After five years of slow-paced global growth and reduced oil consumption, prospects of a new source of oil flows to be transported by ship will be welcomed, although it means further industry adjustments. For example, Europe used to supply gasoline to the U.S., but now that flow has been reversed. The result is 15 European refineries have shut down in the last five years. Nigeria used to send 12 supertankers of light oil to the U.S. a month; now it only sends three.   

The policy debate over allowing the export of America’s shale oil began late last year and only because it was becoming apparent that increased shale oil output was depressing domestic crude oil prices, creating distortions in refinery operations and potentially disrupting the U.S. economic recovery. The sustainability of shale oil production has quickly turned a temporary problem into a permanent one. An economy where oil production growth is strangled by a decades-old government restriction enacted during an era of oil shortages and spiking prices is deemed unacceptable. The problem is the winners and the losers in this debate.   

Winners & Losers 

Pitting 310 million Americans against a few hundred energy CEOs doesn’t seem like a fair fight, let alone one the petroleum industry can win. But it is evident there are many prisms through which this battle can be viewed. One prism is the prospect of reduced economic activity due to slowing employment growth from higher energy costs and reduced drilling. Hiking gasoline and heating oil prices by allowing shale oil exports that erase the domestic price discount is another. Exporting shale oil helps improve the U.S. balance of trade position, another positive, but tankers don’t employ many workers, and most will be foreigners. Allowing oil exports would help international tanker owner profits, but probably to the detriment of those of domestic tanker and barge operators.   
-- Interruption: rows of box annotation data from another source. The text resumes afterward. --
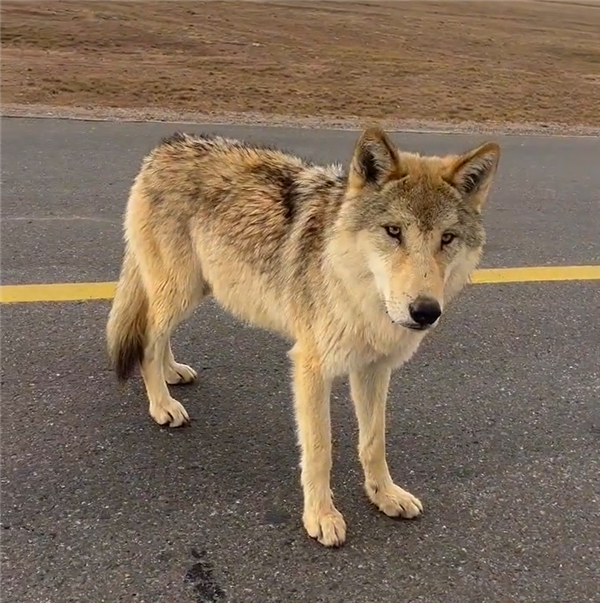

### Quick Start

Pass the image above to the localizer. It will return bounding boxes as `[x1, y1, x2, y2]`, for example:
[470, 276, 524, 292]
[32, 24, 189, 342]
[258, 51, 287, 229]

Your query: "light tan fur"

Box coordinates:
[107, 127, 500, 546]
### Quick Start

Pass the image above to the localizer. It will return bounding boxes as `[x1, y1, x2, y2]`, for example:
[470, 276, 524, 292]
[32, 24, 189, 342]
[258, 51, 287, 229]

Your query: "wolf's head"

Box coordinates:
[340, 128, 500, 330]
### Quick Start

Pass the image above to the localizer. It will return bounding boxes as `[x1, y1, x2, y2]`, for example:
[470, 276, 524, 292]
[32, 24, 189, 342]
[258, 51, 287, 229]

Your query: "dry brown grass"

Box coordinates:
[0, 0, 600, 126]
The shale oil export debate highlights the challenge of moving our growing domestic oil supplies around the country to maximize their utility. Since the major shale oil producing basins are in regions with few pipelines, the petroleum industry has increasingly turned to rail and barge for shipping the output. The industry is also moving greater volumes along the Gulf Coast and to East Coast ports.   

Those companies owning U.S.-flagged vessels that transport oil from Gulf Coast ports to ports along the East Coast could be losers if the oil export ban is lifted. In late December, the cost to ship a barrel of oil from Houston to New York City was between $5 and $6. At the same time, to move that barrel of oil from Houston to Eastern Canada cost only $2. How can a similar barrel travel hundreds of miles farther at less than half the cost?  

Thank Wesley Livsey Jones, the first popularly-elected senator from Washington State and the author of the Merchant Marine Act of 1920, also known as the Jones Act. The law, which has been revised a number of times in its 94-year history, is designed to insure a vibrant U.S. maritime industry by requiring goods moved between U.S. ports to be transported in U.S.-built, -flagged and -crewed vessels. The law’s benefits were substantiated by two government studies last year. Jones’s primary intent with the law was to preserve the Alaska trade for the ports of Washington. We doubt he realized the Act’s impact on future U.S. shipping costs and domestic oil prices.   

Today, there are just 32 tankers and 42 barges eligible under the Jones Act to move fuel along the U.S. Gulf and East coasts. The fleet hasn’t grown much in recent years and, with the increase in petroleum output needing to be moved around the country, freight rates have exploded. There are some new Jones Act-eligible vessels under construction, but they will not be ready for a while. Limited shipping capacity explains why it costs so much to move fuel between Houston and New York City. It also explains why moving oil by rail is a popular alternative.  

The oil export debate will likely come down to whose economic argument is more powerful. We are confident someone in the marine industry will be happy with the outcome. We are just not sure who that will be.

The opinions expressed herein are the author's and not necessarily those of The Maritime Executive.